Fig. 5. An S. aureus HSD degrades sex hormones and induces depressive behaviour in mice.

a, Conversion of testosterone to androstenedione and estradiol to estrone by putative S. aureus hsd genes expressed in E. coli. The putative hsd7 gene was not included as it could not be expressed, probably due to its large size (n = 3 per group). b, Conversion of testosterone to androstenedione and estradiol to estrone by culture filtrates from S. aureus wild type and its hsd12 isogenic mutant. TSB control, n = 4; other groups, n = 3. c, Set-up of the model to test for induction of anxiety and depression-like behaviour in female mice by nasal colonization with S. aureus wild type, its hsd12 isogenic mutant and controls. d, Anxiety-like behaviour of female mice in the OFT (left) as well as depression-like behaviour in FST (middle) and TST (right) tests (n = 17 per group). e,f, Nose (e) and midbrain (f) estradiol levels in female mice (n = 12 per group). g, Set-up of the model to test for induction of anxiety and depression-like behaviour in male CUMS-treated mice by nasal colonization with S. aureus wild type, its hsd12 isogenic mutant and controls. h, Anxiety-like behaviour of male mice in the OFT (left) as well as depression-like behaviour in FST (middle) and TST (right) tests (n = 17 per group). i,j, Nose (i) and midbrain (j) testosterone levels in male mice (n = 12 per group). k, Relative expression of TH and TPH2 genes in midbrain samples (n = 6 per group; n = 3 females and n = 3 CUMS-treated males). l, Midbrain serotonin (left) and dopamine (right) levels (n = 12 per group; n = 6 females and n = 6 CUMS-treated males). Statistical analysis was performed using a two-sided one-way ANOVA or Kruskal–Wallis test, depending on normality of distribution in the groups, and Tukey’s and Dunn’s post-tests, respectively. Data are the mean ± s.d. SA, S. aureus; SAΔhsd, S. aureus hsd12 isogenic mutant. Credit: mouse illustrations in c,g, creazilla under a Creative Commons license CC0 1.0. Source data

Fig. 6. Depression-inducing capacity of a mouse-adapted S. aureus strain.

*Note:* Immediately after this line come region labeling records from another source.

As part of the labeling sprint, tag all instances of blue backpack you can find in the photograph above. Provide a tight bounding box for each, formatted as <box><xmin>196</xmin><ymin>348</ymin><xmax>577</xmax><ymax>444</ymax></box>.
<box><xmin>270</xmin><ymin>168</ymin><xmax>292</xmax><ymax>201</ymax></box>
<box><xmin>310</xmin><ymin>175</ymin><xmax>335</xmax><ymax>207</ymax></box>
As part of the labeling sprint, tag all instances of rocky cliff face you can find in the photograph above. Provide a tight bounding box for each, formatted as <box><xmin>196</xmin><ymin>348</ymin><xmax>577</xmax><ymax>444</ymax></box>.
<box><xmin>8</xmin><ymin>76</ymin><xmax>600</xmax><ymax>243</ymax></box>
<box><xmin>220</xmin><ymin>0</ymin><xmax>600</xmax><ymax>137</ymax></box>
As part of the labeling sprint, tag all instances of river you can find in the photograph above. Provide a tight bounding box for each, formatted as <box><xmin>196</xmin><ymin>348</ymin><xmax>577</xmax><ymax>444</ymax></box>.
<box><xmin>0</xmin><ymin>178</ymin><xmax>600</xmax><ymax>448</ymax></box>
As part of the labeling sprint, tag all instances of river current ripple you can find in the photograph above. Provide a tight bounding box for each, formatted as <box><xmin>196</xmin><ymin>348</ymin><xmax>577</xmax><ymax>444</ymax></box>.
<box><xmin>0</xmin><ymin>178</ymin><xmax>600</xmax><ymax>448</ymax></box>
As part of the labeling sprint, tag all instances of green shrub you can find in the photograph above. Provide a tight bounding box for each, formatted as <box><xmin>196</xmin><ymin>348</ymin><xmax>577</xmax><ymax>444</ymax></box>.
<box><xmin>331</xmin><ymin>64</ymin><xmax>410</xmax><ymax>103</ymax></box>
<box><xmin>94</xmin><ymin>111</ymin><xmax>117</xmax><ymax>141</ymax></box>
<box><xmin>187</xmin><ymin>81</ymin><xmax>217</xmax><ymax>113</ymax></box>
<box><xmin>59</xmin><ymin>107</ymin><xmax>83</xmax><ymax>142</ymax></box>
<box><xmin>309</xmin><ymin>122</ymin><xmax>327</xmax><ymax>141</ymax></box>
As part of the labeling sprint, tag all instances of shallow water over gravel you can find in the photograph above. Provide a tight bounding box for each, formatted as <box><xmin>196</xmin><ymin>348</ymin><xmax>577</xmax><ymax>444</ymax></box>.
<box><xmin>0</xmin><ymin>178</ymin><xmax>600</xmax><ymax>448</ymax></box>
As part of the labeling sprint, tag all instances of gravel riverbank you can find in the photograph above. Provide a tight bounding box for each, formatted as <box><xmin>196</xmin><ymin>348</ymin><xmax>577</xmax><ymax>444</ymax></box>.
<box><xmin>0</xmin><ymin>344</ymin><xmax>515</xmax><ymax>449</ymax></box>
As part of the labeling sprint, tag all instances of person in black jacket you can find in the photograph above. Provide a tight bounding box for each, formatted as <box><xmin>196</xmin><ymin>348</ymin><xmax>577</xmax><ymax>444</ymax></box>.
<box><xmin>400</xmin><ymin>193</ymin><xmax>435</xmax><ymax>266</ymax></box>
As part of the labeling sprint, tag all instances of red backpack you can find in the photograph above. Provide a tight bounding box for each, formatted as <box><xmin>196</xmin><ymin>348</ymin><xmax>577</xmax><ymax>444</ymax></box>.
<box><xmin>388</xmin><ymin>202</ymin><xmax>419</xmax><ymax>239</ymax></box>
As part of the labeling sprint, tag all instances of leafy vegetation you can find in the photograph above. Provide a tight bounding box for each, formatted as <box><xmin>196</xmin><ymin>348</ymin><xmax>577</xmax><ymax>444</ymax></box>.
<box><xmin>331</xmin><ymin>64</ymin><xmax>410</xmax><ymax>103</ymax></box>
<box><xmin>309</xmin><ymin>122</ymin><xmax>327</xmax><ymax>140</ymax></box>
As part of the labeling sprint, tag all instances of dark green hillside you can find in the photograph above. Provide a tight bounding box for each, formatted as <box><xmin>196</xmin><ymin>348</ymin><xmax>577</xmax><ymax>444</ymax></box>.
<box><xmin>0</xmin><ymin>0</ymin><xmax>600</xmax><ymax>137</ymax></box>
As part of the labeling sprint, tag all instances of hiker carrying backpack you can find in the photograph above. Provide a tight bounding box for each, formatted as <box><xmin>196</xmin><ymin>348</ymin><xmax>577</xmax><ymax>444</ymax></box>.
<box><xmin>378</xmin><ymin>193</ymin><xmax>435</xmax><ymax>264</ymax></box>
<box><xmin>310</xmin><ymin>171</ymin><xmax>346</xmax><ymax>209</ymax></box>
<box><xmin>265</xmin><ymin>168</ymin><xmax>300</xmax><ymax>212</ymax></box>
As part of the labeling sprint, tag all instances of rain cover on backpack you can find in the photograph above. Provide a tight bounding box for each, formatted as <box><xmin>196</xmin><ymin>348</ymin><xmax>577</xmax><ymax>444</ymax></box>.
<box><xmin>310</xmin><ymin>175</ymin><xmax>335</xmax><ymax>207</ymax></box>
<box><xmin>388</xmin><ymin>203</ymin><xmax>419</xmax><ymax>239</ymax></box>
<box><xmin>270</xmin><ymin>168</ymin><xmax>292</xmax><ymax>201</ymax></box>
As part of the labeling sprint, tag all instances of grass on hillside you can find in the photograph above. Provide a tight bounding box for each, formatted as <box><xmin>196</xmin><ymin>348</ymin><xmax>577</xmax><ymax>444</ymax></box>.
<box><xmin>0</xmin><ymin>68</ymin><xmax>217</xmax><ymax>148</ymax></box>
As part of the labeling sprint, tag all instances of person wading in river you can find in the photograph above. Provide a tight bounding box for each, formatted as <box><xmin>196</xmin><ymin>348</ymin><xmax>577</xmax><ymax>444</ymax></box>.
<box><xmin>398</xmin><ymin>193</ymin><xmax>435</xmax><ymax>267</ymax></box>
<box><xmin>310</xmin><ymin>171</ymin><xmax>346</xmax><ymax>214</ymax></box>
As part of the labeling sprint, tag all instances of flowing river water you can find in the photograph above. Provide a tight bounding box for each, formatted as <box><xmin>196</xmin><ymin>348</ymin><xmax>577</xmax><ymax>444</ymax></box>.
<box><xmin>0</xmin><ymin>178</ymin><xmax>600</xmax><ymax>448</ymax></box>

a, In vitro sex hormone conversion by S. aureus ST88 culture filtrate (n = 3 per group). b, Sex hormone conversion by culture filtrates from S. aureus ST88 wild type and hsd12 isogenic mutant (n = 3 per group). c, Set-up of model to test for the induction of anxiety and depression-like behaviour in mice by nasal colonization with S. aureus wild type, its hsd12 isogenic mutant and controls. d, Anxiety-like behaviour in the OFT (left) as well as depression-like behaviour in FST (middle) and TST (right) tests (n = 12 per group). e, Set-up of the model to measure degradation of applied sex hormones to the noses of mice. ORX, orchidectomy; OVX, ovariectomy. f, Detected sex hormone levels (estradiol in female and testosterone in male mice) with and without S. aureus application (n = 6 per group). g, Set-up of the model to test for depression and anxiety-like behaviour in female mice after application of sex hormones (in the background of S. aureus colonization). h, Anxiety-like behaviour in the OFT (left) as well as depression-like behaviour in FST (middle) and TST (right) tests (n = 10 per group). i,j, Corresponding set-up (i) of the experiment in g and results in male mice (j; n = 10 per group). Statistical analysis was performed using a two-sided one-way ANOVA with Tukey’s (b,d) post-test with the exception of the male mice TST in d where a two-sided Kruskal–Wallis test with Dunn’s post-test was used, or and unpaired two-sided Student’s t-test (f,h,j) with the exception of female TST and OFT and male FST in h,j where a two-sided Mann–Whitney test was used. Data are the mean ± s.d. SA, S. aureus ST88 wild type; SAΔhsd, S. aureus hsd12 isogenic mutant. Credit: mouse illustrations in c–e,g,i, creazilla under a Creative Commons license CC0 1.0. Source data

Extended Data Fig. 1. Nasal microbiome analysis in healthy versus depressed cohorts—additional data.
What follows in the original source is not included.